It makes us cynical and we back off from our own politics, from our culture. Or if we're stupid or innocent we believe what we hear, and that's probably worse. I raised my kids to be ironic and skeptical, and in many ways they lost their innocence pretty quickly. But isn't that enormously sad, to have to do that in order to protect them? What is there to believe in? Is there a major American institution we can trust? Can we believe in America itself, which takes us into war and becomes responsible for the deaths of many many thousands on the basis of outright, deliberate lies? And the powerful people who do this, do they go to jail once exposed? Did Richard Nixon go to jail? Will Donald Rumsfeld?

Not a chance.

My advice to my countrymen? Be skeptical, learn irony. Educate yourselves about how the world actually works. Read Machiavelli; he's enlightening. And then own up inside yourselves to your own delusions, your own hypocrisy, so that you know hypocrisy when you see it. On a personal level, face to face, practise kindness and compassion.

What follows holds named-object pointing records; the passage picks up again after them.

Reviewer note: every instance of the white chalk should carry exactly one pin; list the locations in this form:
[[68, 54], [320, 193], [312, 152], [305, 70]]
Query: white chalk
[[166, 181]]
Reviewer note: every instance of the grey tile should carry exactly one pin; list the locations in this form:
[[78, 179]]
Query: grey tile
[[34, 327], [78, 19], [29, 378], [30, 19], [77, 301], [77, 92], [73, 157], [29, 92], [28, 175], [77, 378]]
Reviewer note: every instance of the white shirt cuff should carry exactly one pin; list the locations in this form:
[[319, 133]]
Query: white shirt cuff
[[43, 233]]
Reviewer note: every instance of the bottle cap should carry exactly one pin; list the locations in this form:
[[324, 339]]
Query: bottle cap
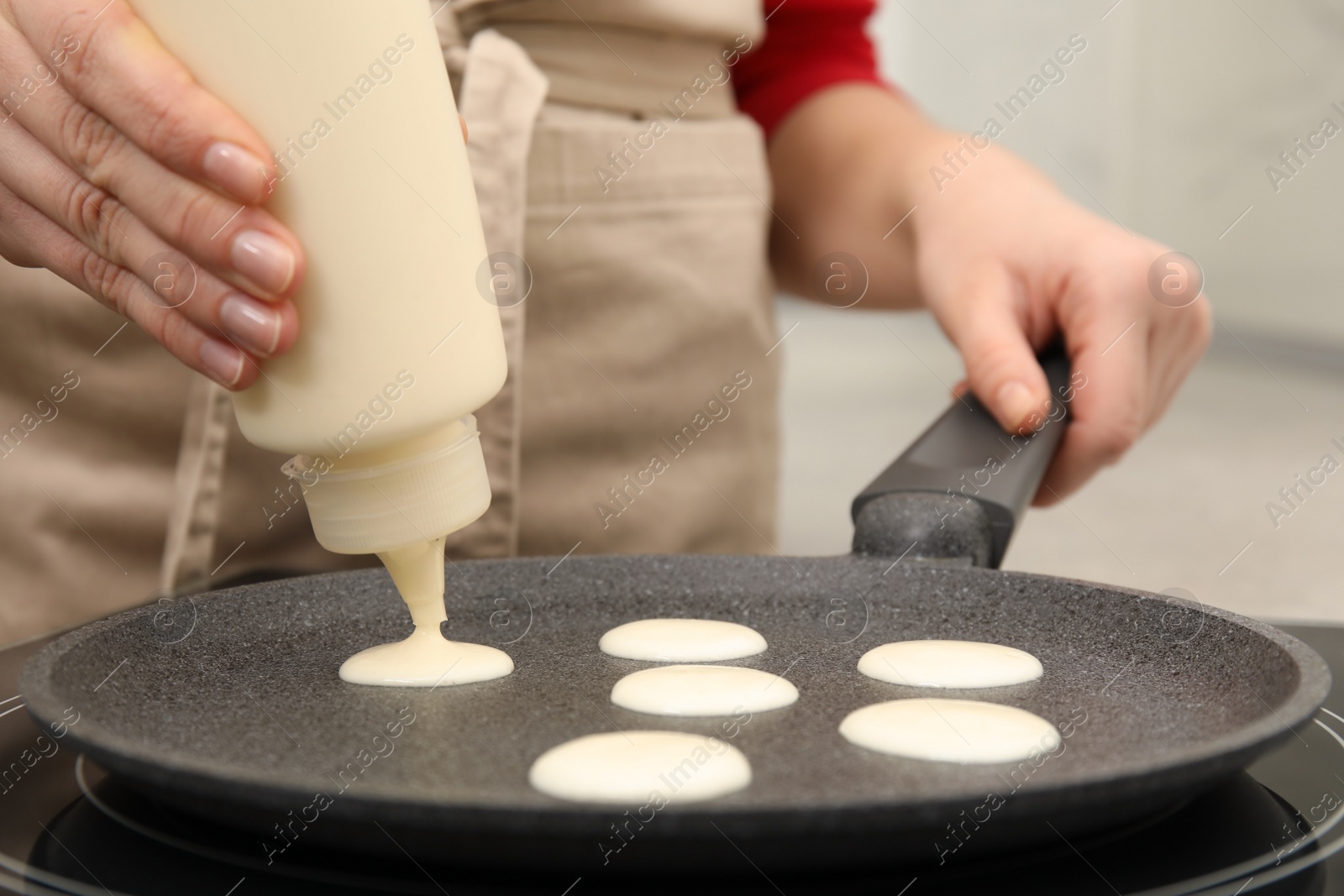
[[396, 496]]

You're going to need it yourself some day. But most of all, educate yourself. Lionel Trilling once wrote an essay called "The Moral Obligation to be Intelligent." Exactly. Otherwise you become a dupe, part of the problem, easily fooled by the din, the ads, the lies, all designed to make you blind to your own interests and dead to nuance, complexity, and the genuine nobility and beauty that sometimes appears in human life.